Last Updated: July 15, 2025
Replication Topologies
| Topology | Writes | Reads | Best For |
|---|---|---|---|
| Leader-Follower | Leader only | Any replica | Read-heavy, simple ops |
| Multi-Leader | Any leader | Any replica | Multi-DC, offline clients |
| Leaderless | Any node (quorum) | Any node (quorum) | High availability, Dynamo-style |
Sync vs Async Replication
| Mode | Pros | Cons |
|---|---|---|
| Synchronous | No data loss — follower always up-to-date | Slow writes — waits for follower ACK; follower down = writes blocked |
| Asynchronous | Fast writes — fire and forget | Stale reads possible; leader crash = committed writes lost |
| Semi-Synchronous | One sync follower, rest async | Best of both — durability + throughput |
Quorum Reads & Writes (Leaderless)
| Concept | Formula | Example (N=3) |
|---|---|---|
| N | Total replicas | 3 nodes |
| W | Write quorum | W=2 (wait for 2 ACKs) |
| R | Read quorum | R=2 (read from 2, pick newest) |
| Consistency | W + R > N | 2+2>3 ✓ (strong consistency) |
Conflict Resolution
| Strategy | How It Works |
|---|---|
| Last Write Wins | Timestamp-based — simplest, can lose data |
| CRDTs | Conflict-free data types — counters, sets, maps that merge automatically |
| Version Vectors | Track causal history — detect concurrent writes precisely |
| Application-Level | Custom merge logic — Amazon cart: items never deleted, just merged |
Failover Process
1. Detect failureHeartbeat timeout — usually 30-60 seconds
2. Elect new leaderNode with most up-to-date log wins (Raft: highest term+index)
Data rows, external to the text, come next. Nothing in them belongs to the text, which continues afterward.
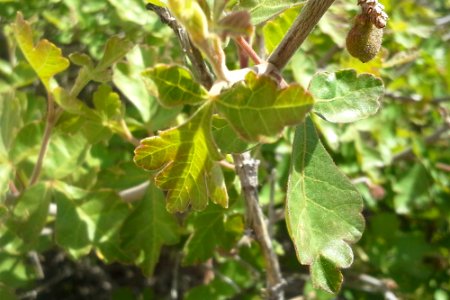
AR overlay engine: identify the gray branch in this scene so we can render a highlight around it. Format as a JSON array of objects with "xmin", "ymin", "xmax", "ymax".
[{"xmin": 233, "ymin": 152, "xmax": 285, "ymax": 299}]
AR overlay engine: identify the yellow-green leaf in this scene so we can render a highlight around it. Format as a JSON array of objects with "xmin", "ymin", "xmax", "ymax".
[
  {"xmin": 134, "ymin": 104, "xmax": 228, "ymax": 212},
  {"xmin": 214, "ymin": 72, "xmax": 313, "ymax": 143},
  {"xmin": 13, "ymin": 12, "xmax": 69, "ymax": 91}
]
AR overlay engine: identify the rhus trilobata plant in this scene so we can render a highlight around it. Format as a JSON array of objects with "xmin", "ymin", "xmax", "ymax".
[
  {"xmin": 346, "ymin": 0, "xmax": 388, "ymax": 62},
  {"xmin": 2, "ymin": 0, "xmax": 386, "ymax": 299}
]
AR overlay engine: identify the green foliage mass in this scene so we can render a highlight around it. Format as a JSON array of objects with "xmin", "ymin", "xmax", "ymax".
[{"xmin": 0, "ymin": 0, "xmax": 450, "ymax": 300}]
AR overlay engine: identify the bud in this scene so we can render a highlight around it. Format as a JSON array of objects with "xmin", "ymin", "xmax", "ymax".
[{"xmin": 346, "ymin": 14, "xmax": 383, "ymax": 63}]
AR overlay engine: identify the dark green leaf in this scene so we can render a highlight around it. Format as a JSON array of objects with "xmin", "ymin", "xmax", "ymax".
[
  {"xmin": 286, "ymin": 119, "xmax": 364, "ymax": 293},
  {"xmin": 214, "ymin": 72, "xmax": 313, "ymax": 142},
  {"xmin": 10, "ymin": 182, "xmax": 51, "ymax": 244},
  {"xmin": 55, "ymin": 182, "xmax": 130, "ymax": 262},
  {"xmin": 121, "ymin": 184, "xmax": 179, "ymax": 276},
  {"xmin": 212, "ymin": 115, "xmax": 256, "ymax": 153},
  {"xmin": 309, "ymin": 70, "xmax": 384, "ymax": 123},
  {"xmin": 134, "ymin": 104, "xmax": 228, "ymax": 212}
]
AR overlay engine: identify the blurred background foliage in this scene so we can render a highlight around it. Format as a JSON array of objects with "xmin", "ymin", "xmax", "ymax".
[{"xmin": 0, "ymin": 0, "xmax": 450, "ymax": 300}]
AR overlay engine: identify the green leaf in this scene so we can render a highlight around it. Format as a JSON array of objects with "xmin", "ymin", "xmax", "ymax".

3. ReconfigureClients and followers pointed to new leader
4. Old leader returnsSteps down to follower — catches up via replication log
Pro Tip: Choose async replication for performance (risk: data loss on leader crash), sync for durability (cost: higher write latency). Most systems use semi-sync — one follower is sync, rest async.